# UK Television Set



## iowian (May 4, 2014)

Will my large screen television set work in Spain? I am aware of the need for a plug adaptor. Thanks


----------



## Trubrit (Nov 24, 2010)

*TV*

I brought my 60 inch Samsung over from the UK and it works perfectly.


----------



## iowian (May 4, 2014)

Good to hear. thanks for the feedback


----------



## snikpoh (Nov 19, 2007)

Trubrit said:


> I brought my 60 inch Samsung over from the UK and it works perfectly.



... but can you get Spanish TV on it or do you need a separate TDT box?


----------



## Trubrit (Nov 24, 2010)

No, it found the channels first time and I am the worlds worst technical person.


----------



## Lolito (Aug 25, 2012)

It will work, no matter if your screen is '60' , or '21'... lol!

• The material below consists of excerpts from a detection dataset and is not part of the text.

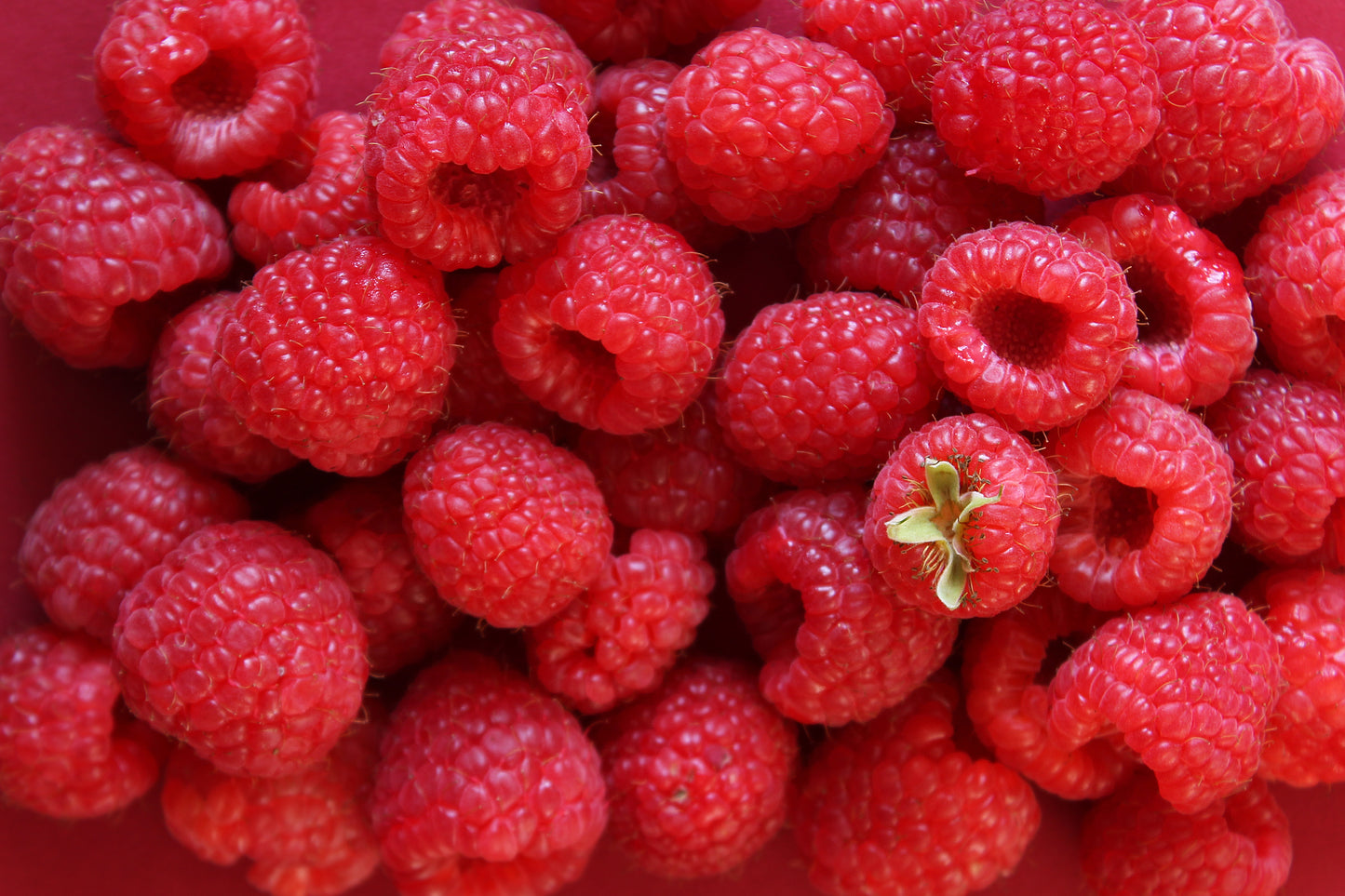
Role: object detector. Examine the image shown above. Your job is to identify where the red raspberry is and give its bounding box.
[0,625,159,818]
[525,528,714,713]
[402,422,612,628]
[931,0,1161,199]
[1111,0,1345,218]
[365,35,593,271]
[229,112,374,265]
[1058,194,1257,408]
[0,127,230,368]
[211,236,457,476]
[791,678,1041,896]
[112,521,369,778]
[723,486,958,725]
[864,414,1060,619]
[370,651,607,896]
[19,446,248,643]
[492,215,723,435]
[716,292,939,487]
[795,127,1042,296]
[1048,592,1281,814]
[93,0,317,179]
[666,27,893,232]
[595,658,799,878]
[1082,775,1293,896]
[920,222,1137,429]
[1046,389,1236,610]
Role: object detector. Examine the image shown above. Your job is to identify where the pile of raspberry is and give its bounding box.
[0,0,1345,896]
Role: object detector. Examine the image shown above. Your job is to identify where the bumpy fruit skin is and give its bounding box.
[19,446,248,643]
[1048,592,1282,814]
[113,521,369,778]
[209,236,457,476]
[595,657,799,878]
[402,422,612,628]
[93,0,317,179]
[666,27,893,232]
[791,676,1041,896]
[0,625,159,818]
[370,651,608,896]
[723,486,958,725]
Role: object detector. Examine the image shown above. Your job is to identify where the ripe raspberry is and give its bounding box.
[795,127,1042,296]
[666,27,893,232]
[791,676,1041,896]
[93,0,317,179]
[723,486,958,725]
[1082,775,1293,896]
[365,35,593,271]
[492,209,723,435]
[19,446,248,643]
[1058,194,1257,408]
[209,236,457,476]
[525,528,714,715]
[370,651,607,896]
[1046,389,1236,610]
[920,222,1137,429]
[149,292,299,482]
[1110,0,1345,218]
[229,112,374,265]
[112,521,369,778]
[595,657,799,878]
[0,127,230,368]
[864,414,1060,619]
[0,625,159,818]
[931,0,1161,199]
[402,422,612,628]
[1048,592,1281,814]
[716,292,939,487]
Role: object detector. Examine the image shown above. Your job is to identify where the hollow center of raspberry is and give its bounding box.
[172,51,257,118]
[973,292,1068,370]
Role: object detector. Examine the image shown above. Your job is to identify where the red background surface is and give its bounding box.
[0,0,1345,896]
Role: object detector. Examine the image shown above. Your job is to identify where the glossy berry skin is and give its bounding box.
[93,0,317,179]
[209,236,457,476]
[596,657,799,878]
[0,625,159,818]
[113,521,369,778]
[1048,592,1281,814]
[402,422,612,628]
[370,651,607,896]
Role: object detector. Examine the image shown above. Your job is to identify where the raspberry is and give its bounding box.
[1110,0,1345,218]
[666,27,893,232]
[1058,194,1257,408]
[0,127,230,368]
[112,521,369,778]
[920,222,1137,431]
[931,0,1161,199]
[791,676,1041,896]
[0,625,159,818]
[1048,592,1281,814]
[1046,389,1236,610]
[365,35,593,271]
[209,236,457,476]
[596,658,799,878]
[93,0,317,179]
[402,422,612,628]
[716,292,939,487]
[19,446,248,643]
[723,486,958,725]
[525,528,714,713]
[370,651,607,896]
[492,215,723,435]
[864,414,1060,619]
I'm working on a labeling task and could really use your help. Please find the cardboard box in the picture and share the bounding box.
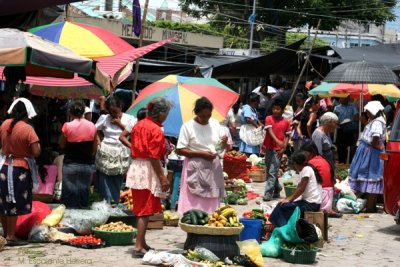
[304,211,328,244]
[147,213,164,229]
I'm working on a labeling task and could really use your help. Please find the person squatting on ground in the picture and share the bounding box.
[126,97,172,257]
[263,98,291,201]
[269,151,322,227]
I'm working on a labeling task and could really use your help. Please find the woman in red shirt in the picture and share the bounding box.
[0,98,40,246]
[300,141,342,218]
[126,98,171,257]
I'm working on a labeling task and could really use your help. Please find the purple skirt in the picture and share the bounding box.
[349,142,384,194]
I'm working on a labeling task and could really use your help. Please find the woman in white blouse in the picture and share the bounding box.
[96,96,136,203]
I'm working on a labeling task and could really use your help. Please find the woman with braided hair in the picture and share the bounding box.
[0,98,40,246]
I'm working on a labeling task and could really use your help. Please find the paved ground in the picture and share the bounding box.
[0,183,400,267]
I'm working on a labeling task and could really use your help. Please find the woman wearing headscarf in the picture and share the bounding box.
[349,101,386,212]
[126,97,172,257]
[239,93,263,155]
[95,96,136,203]
[0,98,40,246]
[60,100,97,208]
[176,97,228,214]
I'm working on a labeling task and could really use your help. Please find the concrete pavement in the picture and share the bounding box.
[0,183,400,267]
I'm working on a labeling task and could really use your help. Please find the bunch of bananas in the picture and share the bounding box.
[207,205,240,227]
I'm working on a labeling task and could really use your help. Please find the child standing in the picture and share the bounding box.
[263,98,291,201]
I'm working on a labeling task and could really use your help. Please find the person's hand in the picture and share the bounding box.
[221,135,228,145]
[111,118,121,126]
[160,175,169,192]
[278,198,290,205]
[203,151,217,161]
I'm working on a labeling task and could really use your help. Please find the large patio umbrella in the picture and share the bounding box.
[29,21,132,58]
[308,82,400,99]
[127,75,239,136]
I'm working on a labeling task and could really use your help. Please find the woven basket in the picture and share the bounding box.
[179,223,243,235]
[164,219,179,226]
[92,227,137,246]
[282,247,318,264]
[249,169,266,182]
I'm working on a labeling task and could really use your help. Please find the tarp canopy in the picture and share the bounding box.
[206,38,305,79]
[331,44,400,69]
[0,0,80,16]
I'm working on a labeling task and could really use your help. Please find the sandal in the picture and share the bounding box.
[6,239,29,247]
[132,250,147,258]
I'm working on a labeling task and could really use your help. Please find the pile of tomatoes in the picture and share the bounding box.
[68,235,103,245]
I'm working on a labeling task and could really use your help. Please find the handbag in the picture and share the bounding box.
[239,124,265,146]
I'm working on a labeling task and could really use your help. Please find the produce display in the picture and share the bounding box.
[185,248,224,267]
[119,190,133,210]
[95,221,135,232]
[181,209,208,225]
[68,235,103,245]
[207,205,240,227]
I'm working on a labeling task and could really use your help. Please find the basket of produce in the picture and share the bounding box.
[223,150,251,182]
[283,182,297,197]
[281,243,319,264]
[92,222,137,246]
[249,166,266,182]
[179,205,243,235]
[163,213,179,226]
[61,235,106,249]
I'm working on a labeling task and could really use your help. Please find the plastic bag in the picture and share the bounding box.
[90,199,126,216]
[42,204,65,227]
[28,225,50,243]
[15,201,51,239]
[336,198,366,216]
[261,231,283,258]
[142,250,181,266]
[236,239,264,267]
[60,209,109,235]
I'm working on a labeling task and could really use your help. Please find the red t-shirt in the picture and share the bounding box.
[131,117,166,159]
[308,155,333,187]
[264,116,290,151]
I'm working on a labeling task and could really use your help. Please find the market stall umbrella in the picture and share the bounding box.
[309,82,400,99]
[127,75,239,136]
[29,21,132,58]
[0,28,94,78]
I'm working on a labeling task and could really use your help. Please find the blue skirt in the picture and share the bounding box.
[349,141,384,194]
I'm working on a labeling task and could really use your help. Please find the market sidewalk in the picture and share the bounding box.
[0,183,400,267]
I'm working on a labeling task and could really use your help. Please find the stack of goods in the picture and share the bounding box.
[119,189,133,210]
[163,213,179,226]
[225,179,248,205]
[92,222,136,246]
[223,150,250,183]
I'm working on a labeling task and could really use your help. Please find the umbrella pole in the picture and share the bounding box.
[132,0,149,103]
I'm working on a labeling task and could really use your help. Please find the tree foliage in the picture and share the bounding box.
[180,0,397,46]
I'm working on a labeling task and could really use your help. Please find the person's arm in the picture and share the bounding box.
[149,158,169,192]
[307,112,317,136]
[119,129,131,148]
[31,142,41,158]
[176,148,217,161]
[267,126,283,147]
[279,177,310,205]
[60,134,67,149]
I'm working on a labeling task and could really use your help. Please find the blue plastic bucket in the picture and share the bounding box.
[239,218,263,242]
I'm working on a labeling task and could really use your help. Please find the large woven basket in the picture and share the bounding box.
[179,222,243,235]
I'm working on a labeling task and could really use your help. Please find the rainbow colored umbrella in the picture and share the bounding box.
[29,21,132,58]
[127,75,239,136]
[309,82,400,99]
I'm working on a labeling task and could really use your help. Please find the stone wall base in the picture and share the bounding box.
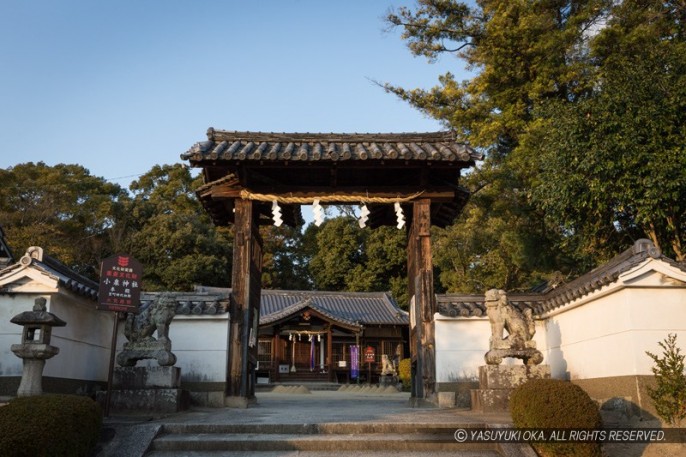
[471,365,550,413]
[97,389,190,413]
[112,367,181,390]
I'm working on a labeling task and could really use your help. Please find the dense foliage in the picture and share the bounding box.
[0,395,102,457]
[0,163,408,305]
[398,359,412,391]
[0,0,686,300]
[385,0,686,292]
[510,379,602,457]
[646,333,686,426]
[0,162,128,277]
[122,164,233,290]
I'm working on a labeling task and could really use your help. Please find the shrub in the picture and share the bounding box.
[398,359,412,390]
[510,379,602,457]
[646,333,686,425]
[0,395,102,457]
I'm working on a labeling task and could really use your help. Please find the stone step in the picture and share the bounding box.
[152,433,497,453]
[145,450,502,457]
[145,450,502,457]
[146,422,510,457]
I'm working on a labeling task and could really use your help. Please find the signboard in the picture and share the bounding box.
[350,344,360,379]
[98,254,143,313]
[364,346,376,363]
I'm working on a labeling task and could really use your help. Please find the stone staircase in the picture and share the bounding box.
[145,422,529,457]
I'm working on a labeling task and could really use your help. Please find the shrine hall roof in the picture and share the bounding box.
[260,290,409,325]
[156,286,409,327]
[181,128,482,165]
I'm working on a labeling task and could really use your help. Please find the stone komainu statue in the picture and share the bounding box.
[485,289,543,365]
[117,294,176,367]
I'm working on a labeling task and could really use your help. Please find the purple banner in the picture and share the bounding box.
[350,344,360,379]
[310,335,314,371]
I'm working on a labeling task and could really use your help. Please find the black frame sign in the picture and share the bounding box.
[98,254,143,313]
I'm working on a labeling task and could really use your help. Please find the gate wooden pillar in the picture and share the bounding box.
[407,199,436,401]
[230,198,262,408]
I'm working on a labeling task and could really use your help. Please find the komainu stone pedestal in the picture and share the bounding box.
[471,365,550,413]
[98,367,190,413]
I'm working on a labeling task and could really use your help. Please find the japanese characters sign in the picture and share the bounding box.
[364,346,376,363]
[98,254,143,313]
[350,344,360,379]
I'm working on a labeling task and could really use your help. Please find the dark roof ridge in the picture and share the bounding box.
[207,127,456,143]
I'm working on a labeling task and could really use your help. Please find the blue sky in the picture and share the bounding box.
[0,0,470,186]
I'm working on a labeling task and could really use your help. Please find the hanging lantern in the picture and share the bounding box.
[312,198,324,227]
[395,202,405,229]
[357,205,369,228]
[272,200,283,227]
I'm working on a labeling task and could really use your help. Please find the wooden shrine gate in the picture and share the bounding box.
[181,129,481,407]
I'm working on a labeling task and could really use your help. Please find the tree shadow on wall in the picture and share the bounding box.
[546,321,570,381]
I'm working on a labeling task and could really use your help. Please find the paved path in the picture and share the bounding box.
[97,391,510,457]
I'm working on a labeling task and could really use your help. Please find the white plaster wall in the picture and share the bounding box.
[0,294,35,376]
[546,287,686,379]
[629,288,686,375]
[434,314,491,382]
[434,314,548,382]
[43,294,114,382]
[134,313,229,382]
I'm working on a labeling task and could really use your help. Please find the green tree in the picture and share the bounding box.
[646,333,686,426]
[384,0,686,291]
[260,225,313,290]
[385,0,607,292]
[124,164,233,291]
[529,0,686,261]
[0,162,128,280]
[310,216,409,307]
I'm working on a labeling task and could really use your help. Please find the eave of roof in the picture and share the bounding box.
[181,128,483,166]
[436,239,686,317]
[2,247,98,301]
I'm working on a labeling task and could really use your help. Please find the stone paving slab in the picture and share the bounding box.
[95,391,511,457]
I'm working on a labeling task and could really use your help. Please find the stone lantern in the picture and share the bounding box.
[10,297,67,397]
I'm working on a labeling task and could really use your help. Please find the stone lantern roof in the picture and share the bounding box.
[10,298,67,327]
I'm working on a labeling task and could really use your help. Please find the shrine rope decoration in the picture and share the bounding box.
[240,190,424,205]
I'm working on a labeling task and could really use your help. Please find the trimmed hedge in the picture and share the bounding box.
[510,379,602,457]
[0,395,102,457]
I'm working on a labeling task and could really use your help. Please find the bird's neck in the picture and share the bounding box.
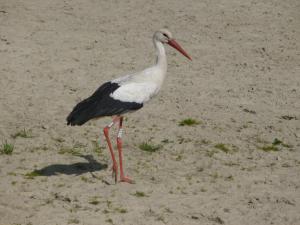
[153,40,167,73]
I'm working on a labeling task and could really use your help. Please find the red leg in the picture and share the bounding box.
[103,117,120,183]
[117,117,134,184]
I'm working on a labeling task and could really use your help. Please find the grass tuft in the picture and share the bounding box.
[133,191,148,198]
[179,118,201,126]
[58,148,81,156]
[0,142,14,155]
[214,143,230,153]
[261,145,279,152]
[139,142,161,152]
[24,170,42,179]
[11,128,33,139]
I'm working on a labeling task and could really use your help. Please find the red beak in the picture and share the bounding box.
[167,39,192,60]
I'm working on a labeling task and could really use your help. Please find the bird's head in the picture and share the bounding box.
[154,29,192,60]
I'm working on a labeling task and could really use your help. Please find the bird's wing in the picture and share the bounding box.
[110,82,158,103]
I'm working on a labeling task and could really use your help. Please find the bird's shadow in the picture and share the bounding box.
[35,155,107,176]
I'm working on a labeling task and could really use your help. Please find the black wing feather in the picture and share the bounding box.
[67,82,143,126]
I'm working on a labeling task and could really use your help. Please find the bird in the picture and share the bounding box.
[66,29,192,183]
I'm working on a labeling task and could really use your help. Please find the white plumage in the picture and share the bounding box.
[67,29,191,183]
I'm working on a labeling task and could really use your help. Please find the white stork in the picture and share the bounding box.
[67,29,191,183]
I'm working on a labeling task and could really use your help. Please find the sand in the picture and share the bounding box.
[0,0,300,225]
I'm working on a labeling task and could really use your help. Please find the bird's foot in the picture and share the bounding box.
[111,164,118,183]
[120,176,135,184]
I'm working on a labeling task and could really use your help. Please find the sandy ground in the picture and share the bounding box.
[0,0,300,225]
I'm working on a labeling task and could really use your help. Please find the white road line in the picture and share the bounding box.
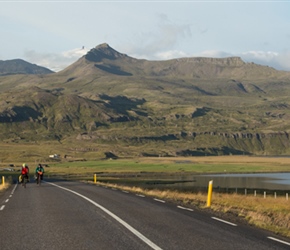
[11,183,18,194]
[154,199,165,203]
[46,182,162,250]
[211,217,237,227]
[177,206,193,212]
[267,237,290,246]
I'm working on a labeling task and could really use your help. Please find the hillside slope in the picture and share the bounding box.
[0,44,290,160]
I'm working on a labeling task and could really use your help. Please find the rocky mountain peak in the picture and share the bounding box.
[85,43,127,62]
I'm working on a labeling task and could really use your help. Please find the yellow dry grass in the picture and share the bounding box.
[0,183,9,191]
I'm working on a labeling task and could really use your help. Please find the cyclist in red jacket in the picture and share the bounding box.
[21,163,29,184]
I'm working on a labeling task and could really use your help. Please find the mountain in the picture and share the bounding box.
[0,59,53,76]
[0,43,290,161]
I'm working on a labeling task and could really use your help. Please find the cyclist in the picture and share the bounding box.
[21,163,29,185]
[35,163,44,184]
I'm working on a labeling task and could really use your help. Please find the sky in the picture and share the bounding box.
[0,0,290,72]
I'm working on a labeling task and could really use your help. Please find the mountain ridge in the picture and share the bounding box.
[0,44,290,160]
[0,59,54,76]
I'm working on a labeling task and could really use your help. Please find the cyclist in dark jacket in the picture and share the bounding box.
[35,163,44,184]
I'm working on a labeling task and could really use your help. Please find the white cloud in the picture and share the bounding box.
[24,47,88,72]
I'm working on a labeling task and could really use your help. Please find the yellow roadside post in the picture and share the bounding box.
[206,180,213,207]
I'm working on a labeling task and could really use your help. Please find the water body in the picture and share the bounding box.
[196,173,290,190]
[133,173,290,192]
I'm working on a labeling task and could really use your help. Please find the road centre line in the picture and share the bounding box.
[154,198,165,203]
[211,217,238,227]
[267,236,290,246]
[46,182,162,250]
[11,183,18,194]
[177,206,193,211]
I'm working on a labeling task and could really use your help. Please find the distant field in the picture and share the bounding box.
[19,156,290,174]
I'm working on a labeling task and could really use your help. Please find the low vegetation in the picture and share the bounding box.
[2,156,290,237]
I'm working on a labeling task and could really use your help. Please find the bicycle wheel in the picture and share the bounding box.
[37,174,41,185]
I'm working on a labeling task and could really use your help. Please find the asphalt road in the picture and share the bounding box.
[0,180,290,250]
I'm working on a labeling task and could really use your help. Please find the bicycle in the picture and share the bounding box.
[21,176,28,188]
[36,172,42,185]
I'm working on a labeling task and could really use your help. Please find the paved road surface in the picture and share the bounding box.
[0,180,290,250]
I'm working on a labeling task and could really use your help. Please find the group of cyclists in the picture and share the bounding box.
[20,163,44,186]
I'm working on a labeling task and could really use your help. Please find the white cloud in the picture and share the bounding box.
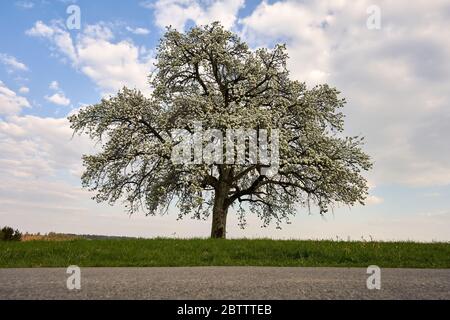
[0,53,28,71]
[149,0,244,30]
[0,81,31,115]
[48,81,59,90]
[27,21,153,95]
[19,87,30,94]
[26,21,54,38]
[239,0,450,188]
[15,1,34,10]
[126,27,150,35]
[45,92,70,106]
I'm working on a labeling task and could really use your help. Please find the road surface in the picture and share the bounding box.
[0,267,450,300]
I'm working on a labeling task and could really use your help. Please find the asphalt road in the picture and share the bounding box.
[0,267,450,300]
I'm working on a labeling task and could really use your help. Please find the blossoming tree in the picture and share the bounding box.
[69,23,371,238]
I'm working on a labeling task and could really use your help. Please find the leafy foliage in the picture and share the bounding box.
[0,227,22,241]
[69,23,372,232]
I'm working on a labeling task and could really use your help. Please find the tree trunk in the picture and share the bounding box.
[211,185,228,239]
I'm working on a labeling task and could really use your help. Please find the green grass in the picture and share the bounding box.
[0,239,450,268]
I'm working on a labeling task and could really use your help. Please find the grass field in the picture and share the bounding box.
[0,239,450,268]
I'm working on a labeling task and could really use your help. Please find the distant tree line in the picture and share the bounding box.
[0,227,22,241]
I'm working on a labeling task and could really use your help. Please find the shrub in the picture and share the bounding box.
[0,227,22,241]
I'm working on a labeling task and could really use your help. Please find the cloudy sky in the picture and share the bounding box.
[0,0,450,241]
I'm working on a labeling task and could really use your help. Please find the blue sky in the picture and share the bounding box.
[0,0,450,241]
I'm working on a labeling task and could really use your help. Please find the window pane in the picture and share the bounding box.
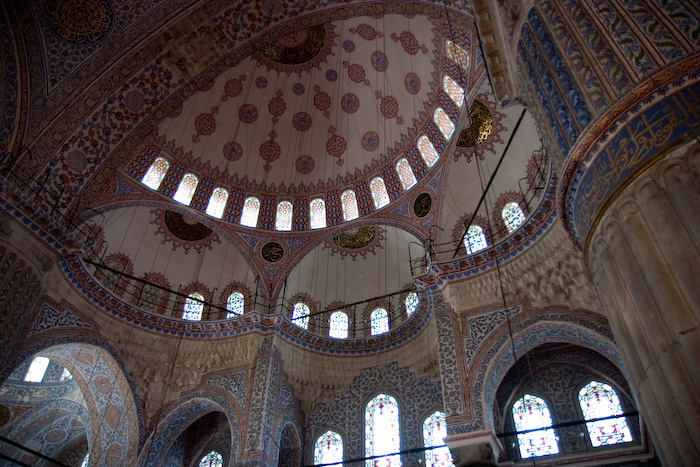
[404,292,418,316]
[365,394,401,467]
[206,188,228,219]
[442,75,464,108]
[340,190,360,222]
[445,41,469,70]
[275,201,294,230]
[199,451,224,467]
[370,308,389,336]
[396,159,418,190]
[314,430,343,465]
[501,203,525,232]
[433,107,455,140]
[464,225,488,255]
[24,357,50,383]
[226,292,245,318]
[328,311,348,339]
[309,198,326,229]
[578,381,632,448]
[369,177,389,209]
[182,292,204,321]
[513,394,559,459]
[241,196,260,227]
[141,157,170,190]
[423,412,453,467]
[173,174,199,206]
[418,135,440,167]
[292,302,309,329]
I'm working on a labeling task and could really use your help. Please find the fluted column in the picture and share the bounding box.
[587,144,700,466]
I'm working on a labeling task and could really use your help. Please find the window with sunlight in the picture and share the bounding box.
[513,394,559,459]
[365,394,401,467]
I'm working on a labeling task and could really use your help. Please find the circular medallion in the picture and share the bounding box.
[44,0,114,44]
[413,193,433,217]
[260,242,284,263]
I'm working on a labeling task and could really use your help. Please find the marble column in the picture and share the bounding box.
[586,144,700,466]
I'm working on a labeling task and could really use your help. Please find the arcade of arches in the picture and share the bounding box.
[0,0,700,467]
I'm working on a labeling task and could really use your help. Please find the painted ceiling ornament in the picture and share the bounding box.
[44,0,114,44]
[151,209,221,253]
[322,225,386,261]
[455,94,506,162]
[255,22,336,75]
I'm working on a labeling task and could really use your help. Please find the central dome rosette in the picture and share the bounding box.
[158,14,444,203]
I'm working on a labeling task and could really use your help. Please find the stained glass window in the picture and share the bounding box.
[369,308,389,336]
[445,41,469,70]
[578,381,632,448]
[309,198,326,229]
[442,75,464,108]
[199,451,224,467]
[404,292,418,316]
[464,225,488,255]
[292,302,310,329]
[369,177,389,209]
[501,202,525,232]
[340,190,360,222]
[24,357,51,383]
[365,394,401,467]
[226,292,245,318]
[418,135,440,167]
[396,158,418,190]
[433,107,455,140]
[182,292,204,321]
[513,394,559,459]
[60,368,73,381]
[423,411,453,467]
[206,188,228,219]
[173,174,199,206]
[241,196,260,227]
[314,430,343,465]
[141,157,170,190]
[275,201,294,230]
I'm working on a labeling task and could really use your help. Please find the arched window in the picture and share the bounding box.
[464,225,488,255]
[423,411,453,467]
[309,198,326,229]
[199,451,224,467]
[445,41,469,70]
[403,292,418,316]
[365,394,401,467]
[226,292,245,318]
[328,311,348,339]
[275,201,294,230]
[314,430,343,465]
[396,158,418,190]
[292,302,310,329]
[369,177,389,209]
[418,135,440,167]
[442,75,464,108]
[433,107,455,140]
[141,157,170,190]
[340,190,360,222]
[369,308,389,336]
[24,357,51,383]
[578,381,632,448]
[205,188,228,219]
[182,292,204,321]
[501,202,525,232]
[173,174,199,206]
[241,196,260,227]
[513,394,559,459]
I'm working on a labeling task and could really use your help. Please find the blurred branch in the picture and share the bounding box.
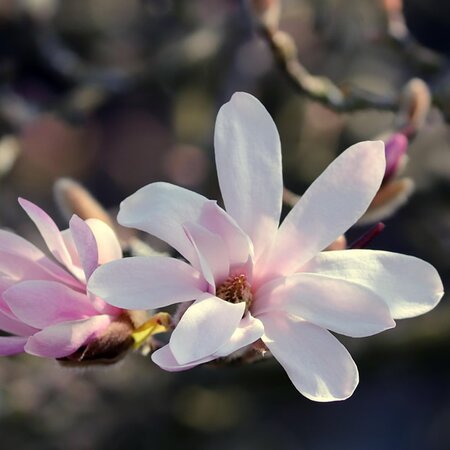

Obivously, when plugged and tuned, you will get the Spanish channels. The English channels will dissapear obviously.


----------



## freezer2k (Apr 22, 2014)

No, if it's too big it will explode by the increased gravitational pull!!!!


----------



## Dunpleecin (Dec 20, 2012)

Mine has a detachable plug so just bought a Spanish plug. Works great


----------